Multilingual Sequence Labeling Approach to solve Lexical Normalization
Divesh Kubal | Apurva Nagvenkar
Proceedings of the Seventh Workshop on Noisy User-generated Text (W-NUT 2021)
The task of converting a nonstandard text to a standard and readable text is known as lexical normalization. Almost all the Natural Language Processing (NLP) applications require the text data in normalized form to build quality task-specific models. Hence, lexical normalization has been proven to improve the performance of numerous natural language processing tasks on social media. This study aims to solve the problem of Lexical Normalization by formulating the Lexical Normalization task as a Sequence Labeling problem. This paper proposes a sequence labeling approach to solve the problem of Lexical Normalization in combination with the word-alignment technique.
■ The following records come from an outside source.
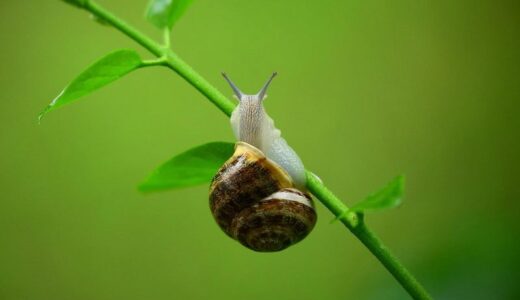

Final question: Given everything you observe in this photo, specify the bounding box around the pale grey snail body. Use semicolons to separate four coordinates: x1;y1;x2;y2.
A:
210;74;316;252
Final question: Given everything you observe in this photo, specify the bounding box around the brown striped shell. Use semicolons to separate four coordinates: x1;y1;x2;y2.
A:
209;142;316;252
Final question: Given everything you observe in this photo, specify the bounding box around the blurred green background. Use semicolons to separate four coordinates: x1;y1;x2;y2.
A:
0;0;520;300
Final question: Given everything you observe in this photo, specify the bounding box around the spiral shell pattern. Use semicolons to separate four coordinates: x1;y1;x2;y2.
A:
209;142;316;252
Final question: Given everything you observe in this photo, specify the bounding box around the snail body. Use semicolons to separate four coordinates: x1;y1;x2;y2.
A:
209;74;316;252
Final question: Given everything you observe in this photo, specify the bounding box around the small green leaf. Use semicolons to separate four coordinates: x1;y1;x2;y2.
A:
38;50;142;120
63;0;87;7
350;176;404;212
146;0;193;30
139;142;234;192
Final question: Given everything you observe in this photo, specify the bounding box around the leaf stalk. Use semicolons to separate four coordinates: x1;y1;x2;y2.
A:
70;0;432;300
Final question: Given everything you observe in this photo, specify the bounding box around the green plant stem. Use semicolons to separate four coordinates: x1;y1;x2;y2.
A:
307;171;431;299
82;1;431;299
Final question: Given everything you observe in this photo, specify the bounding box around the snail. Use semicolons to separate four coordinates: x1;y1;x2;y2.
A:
209;73;316;252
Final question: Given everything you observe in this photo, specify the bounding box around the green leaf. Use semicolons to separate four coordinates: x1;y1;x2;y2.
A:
139;142;235;192
350;176;404;212
63;0;87;7
146;0;193;30
38;50;142;120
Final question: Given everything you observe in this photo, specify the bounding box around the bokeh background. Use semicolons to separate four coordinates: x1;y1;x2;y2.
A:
0;0;520;300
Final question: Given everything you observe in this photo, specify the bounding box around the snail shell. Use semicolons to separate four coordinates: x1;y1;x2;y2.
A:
209;142;316;252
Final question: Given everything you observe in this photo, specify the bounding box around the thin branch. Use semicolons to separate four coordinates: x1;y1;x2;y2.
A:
71;1;432;300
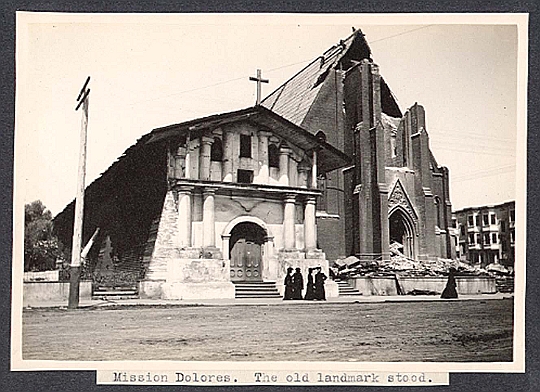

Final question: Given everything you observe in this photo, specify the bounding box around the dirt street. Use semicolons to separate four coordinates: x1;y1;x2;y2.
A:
23;299;513;362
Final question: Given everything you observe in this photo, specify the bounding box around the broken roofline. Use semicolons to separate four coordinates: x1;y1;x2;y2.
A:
261;27;403;117
146;105;351;172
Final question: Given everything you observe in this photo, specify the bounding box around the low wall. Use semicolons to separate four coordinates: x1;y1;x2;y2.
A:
348;276;497;295
23;281;92;306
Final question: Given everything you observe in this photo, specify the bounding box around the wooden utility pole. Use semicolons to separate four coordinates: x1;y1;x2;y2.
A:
249;69;269;105
68;76;90;309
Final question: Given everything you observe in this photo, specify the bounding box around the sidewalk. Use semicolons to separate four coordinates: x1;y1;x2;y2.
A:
24;293;514;309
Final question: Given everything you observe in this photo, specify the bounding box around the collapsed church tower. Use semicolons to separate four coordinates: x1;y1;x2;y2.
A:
262;30;455;260
54;31;455;299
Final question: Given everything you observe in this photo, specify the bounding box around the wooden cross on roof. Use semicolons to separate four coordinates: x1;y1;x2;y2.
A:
249;69;269;105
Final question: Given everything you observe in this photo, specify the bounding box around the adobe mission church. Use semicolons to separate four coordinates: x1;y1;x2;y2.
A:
54;30;455;299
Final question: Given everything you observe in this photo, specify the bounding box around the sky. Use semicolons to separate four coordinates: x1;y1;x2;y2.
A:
15;13;525;215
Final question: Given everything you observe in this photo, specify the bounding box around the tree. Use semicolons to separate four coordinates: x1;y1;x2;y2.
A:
24;200;64;271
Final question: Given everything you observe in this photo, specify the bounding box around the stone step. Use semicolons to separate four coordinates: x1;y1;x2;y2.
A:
335;280;362;297
92;294;140;301
92;290;138;295
92;286;139;300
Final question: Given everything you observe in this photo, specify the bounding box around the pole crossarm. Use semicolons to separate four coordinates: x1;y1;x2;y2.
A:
249;69;270;105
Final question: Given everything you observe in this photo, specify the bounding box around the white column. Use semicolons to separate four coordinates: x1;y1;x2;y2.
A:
174;146;186;179
255;131;272;184
283;194;296;249
264;237;274;261
178;187;191;247
289;154;298;186
221;130;234;182
221;234;231;260
199;136;214;181
203;188;216;248
297;163;311;188
189;139;200;180
311;150;317;189
279;146;291;185
304;196;317;250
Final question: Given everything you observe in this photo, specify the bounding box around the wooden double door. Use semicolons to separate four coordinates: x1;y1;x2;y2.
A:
229;223;265;282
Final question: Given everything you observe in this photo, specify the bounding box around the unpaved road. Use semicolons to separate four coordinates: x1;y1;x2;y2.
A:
23;299;513;362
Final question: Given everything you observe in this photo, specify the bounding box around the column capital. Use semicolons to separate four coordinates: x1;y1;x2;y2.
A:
201;135;214;145
203;187;217;196
258;129;272;137
304;196;317;204
279;145;292;155
175;145;187;157
298;162;311;173
283;193;296;203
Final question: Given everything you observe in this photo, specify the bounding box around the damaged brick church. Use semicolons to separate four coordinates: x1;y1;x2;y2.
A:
54;30;455;299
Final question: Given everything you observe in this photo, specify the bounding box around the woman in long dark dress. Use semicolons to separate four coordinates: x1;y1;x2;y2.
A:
441;267;458;298
283;267;294;300
314;267;327;301
304;268;315;300
293;268;304;299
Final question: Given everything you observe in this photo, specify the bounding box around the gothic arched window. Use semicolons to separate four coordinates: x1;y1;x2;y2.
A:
210;137;223;162
315;131;326;143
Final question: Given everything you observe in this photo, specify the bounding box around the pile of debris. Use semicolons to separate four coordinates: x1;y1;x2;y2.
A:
331;242;489;279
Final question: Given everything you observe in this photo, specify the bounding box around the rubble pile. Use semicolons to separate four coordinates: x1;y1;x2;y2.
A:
330;242;490;279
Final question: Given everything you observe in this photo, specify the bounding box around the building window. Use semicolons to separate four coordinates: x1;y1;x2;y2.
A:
240;135;251;158
210;137;223;162
268;144;279;167
237;169;253;184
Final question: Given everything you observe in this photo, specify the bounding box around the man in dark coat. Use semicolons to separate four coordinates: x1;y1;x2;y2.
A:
441;267;458;298
283;267;294;299
314;267;327;301
293;268;304;299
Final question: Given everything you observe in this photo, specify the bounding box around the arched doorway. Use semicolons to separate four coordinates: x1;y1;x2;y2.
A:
229;222;267;282
388;208;415;259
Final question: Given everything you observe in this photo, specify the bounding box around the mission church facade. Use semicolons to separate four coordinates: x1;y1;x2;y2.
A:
55;30;455;299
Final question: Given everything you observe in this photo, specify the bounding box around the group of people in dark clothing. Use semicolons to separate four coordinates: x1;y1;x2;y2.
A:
283;267;327;301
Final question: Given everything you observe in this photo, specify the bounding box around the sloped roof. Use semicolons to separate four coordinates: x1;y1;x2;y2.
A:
261;30;371;125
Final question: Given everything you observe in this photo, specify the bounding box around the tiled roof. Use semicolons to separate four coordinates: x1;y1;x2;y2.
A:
261;30;369;125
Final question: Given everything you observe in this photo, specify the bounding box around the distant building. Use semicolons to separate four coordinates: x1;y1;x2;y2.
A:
452;201;516;267
54;30;456;299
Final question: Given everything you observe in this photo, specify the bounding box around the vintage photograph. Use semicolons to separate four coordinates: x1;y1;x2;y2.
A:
12;12;527;377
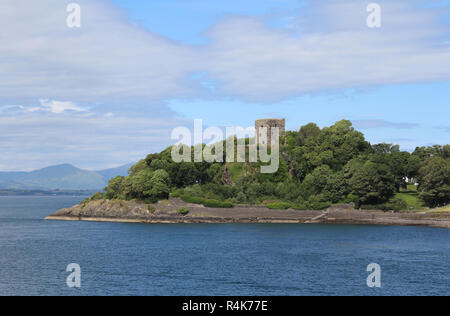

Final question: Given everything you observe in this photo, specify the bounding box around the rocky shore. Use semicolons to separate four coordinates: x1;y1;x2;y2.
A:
46;198;450;228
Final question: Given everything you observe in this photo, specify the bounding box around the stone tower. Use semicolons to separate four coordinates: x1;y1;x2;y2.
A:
255;119;286;145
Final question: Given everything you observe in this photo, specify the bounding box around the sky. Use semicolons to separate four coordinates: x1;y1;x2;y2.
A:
0;0;450;171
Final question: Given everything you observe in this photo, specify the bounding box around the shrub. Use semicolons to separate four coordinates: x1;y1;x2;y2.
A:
386;197;408;212
80;192;105;208
361;204;388;211
180;194;205;204
266;202;291;210
170;189;182;198
344;194;360;208
309;202;333;211
178;207;189;216
147;204;156;213
202;200;234;208
292;204;310;211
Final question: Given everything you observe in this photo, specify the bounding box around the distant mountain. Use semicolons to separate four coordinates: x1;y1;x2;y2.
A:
97;163;134;180
0;164;132;190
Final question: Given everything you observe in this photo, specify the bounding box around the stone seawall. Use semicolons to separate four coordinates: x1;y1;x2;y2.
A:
46;199;450;228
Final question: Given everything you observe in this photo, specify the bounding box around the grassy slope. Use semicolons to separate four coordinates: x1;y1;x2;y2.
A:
396;185;426;211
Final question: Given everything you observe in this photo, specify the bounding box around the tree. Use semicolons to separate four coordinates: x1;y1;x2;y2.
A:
346;161;396;205
419;157;450;207
298;123;320;146
104;176;125;200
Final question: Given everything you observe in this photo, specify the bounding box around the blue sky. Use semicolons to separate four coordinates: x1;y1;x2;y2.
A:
0;0;450;170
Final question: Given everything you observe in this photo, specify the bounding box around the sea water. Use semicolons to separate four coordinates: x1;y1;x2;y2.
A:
0;196;450;296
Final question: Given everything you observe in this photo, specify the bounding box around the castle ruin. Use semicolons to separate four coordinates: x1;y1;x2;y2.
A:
255;119;286;145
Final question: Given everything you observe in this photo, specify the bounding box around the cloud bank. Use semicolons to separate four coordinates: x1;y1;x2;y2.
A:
0;0;450;170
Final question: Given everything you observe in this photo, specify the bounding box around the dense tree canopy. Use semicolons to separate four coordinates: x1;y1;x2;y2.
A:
100;120;450;211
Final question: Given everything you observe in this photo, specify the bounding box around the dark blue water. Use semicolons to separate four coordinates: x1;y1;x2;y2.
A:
0;197;450;295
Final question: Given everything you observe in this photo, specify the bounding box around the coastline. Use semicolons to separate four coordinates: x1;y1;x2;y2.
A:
45;199;450;229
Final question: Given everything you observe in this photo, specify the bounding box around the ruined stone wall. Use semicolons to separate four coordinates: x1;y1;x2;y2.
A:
255;119;286;145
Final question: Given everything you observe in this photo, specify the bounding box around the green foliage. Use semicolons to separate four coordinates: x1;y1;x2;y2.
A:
308;202;333;211
291;204;311;211
80;192;105;208
180;194;234;208
147;204;156;213
346;160;396;205
386;197;408;211
395;185;425;211
86;120;450;209
419;156;450;207
178;207;189;216
203;200;234;208
266;202;291;210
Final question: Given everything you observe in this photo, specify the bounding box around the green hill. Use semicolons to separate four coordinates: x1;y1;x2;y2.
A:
93;120;450;210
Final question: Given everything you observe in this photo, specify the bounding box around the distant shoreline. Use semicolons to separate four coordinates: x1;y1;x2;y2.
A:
46;199;450;228
0;189;96;196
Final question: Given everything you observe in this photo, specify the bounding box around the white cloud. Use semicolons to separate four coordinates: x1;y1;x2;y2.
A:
204;0;450;101
39;99;88;114
0;113;187;170
0;0;450;103
0;0;450;170
0;0;199;102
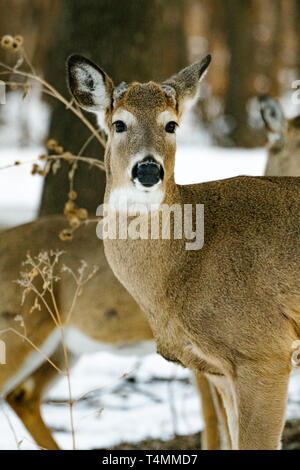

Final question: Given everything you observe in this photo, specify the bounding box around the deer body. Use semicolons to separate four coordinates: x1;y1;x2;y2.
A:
0;216;155;448
0;216;220;449
68;56;300;449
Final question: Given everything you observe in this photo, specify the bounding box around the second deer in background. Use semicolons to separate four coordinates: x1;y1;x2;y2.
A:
259;96;300;176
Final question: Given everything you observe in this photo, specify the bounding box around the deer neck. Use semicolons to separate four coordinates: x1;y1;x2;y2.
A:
104;175;186;312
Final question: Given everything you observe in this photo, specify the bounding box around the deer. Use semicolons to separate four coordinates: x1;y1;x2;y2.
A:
0;193;226;450
259;96;300;176
67;54;300;450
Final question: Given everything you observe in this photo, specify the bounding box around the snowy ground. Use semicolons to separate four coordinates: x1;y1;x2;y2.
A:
0;107;300;449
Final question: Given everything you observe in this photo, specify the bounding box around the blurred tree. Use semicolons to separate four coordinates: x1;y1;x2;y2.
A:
40;0;186;215
185;0;294;147
0;0;59;72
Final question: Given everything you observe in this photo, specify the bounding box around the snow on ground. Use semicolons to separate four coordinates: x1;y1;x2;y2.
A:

The goal is to use a single model to normalize text in various languages namely Croatian, Danish, Dutch, English, Indonesian-English, German, Italian, Serbian, Slovenian, Spanish, Turkish, and Turkish-German. This is a shared task in “2021 The 7th Workshop on Noisy User-generated Text (W-NUT)” in which the participants are expected to create a system/model that performs lexical normalization, which is the translation of non-canonical texts into their canonical equivalents, comprising data from over 12 languages. The proposed single multilingual model achieves an overall ERR score of 43.75 on intrinsic evaluation and an overall Labeled Attachment Score (LAS) score of 63.12 on extrinsic evaluation. Further, the proposed method achieves the highest Error Reduction Rate (ERR) score of 61.33 among the participants in the shared task. This study highlights the effects of using additional training data to get better results as well as using a pre-trained Language model trained on multiple languages rather than only on one language.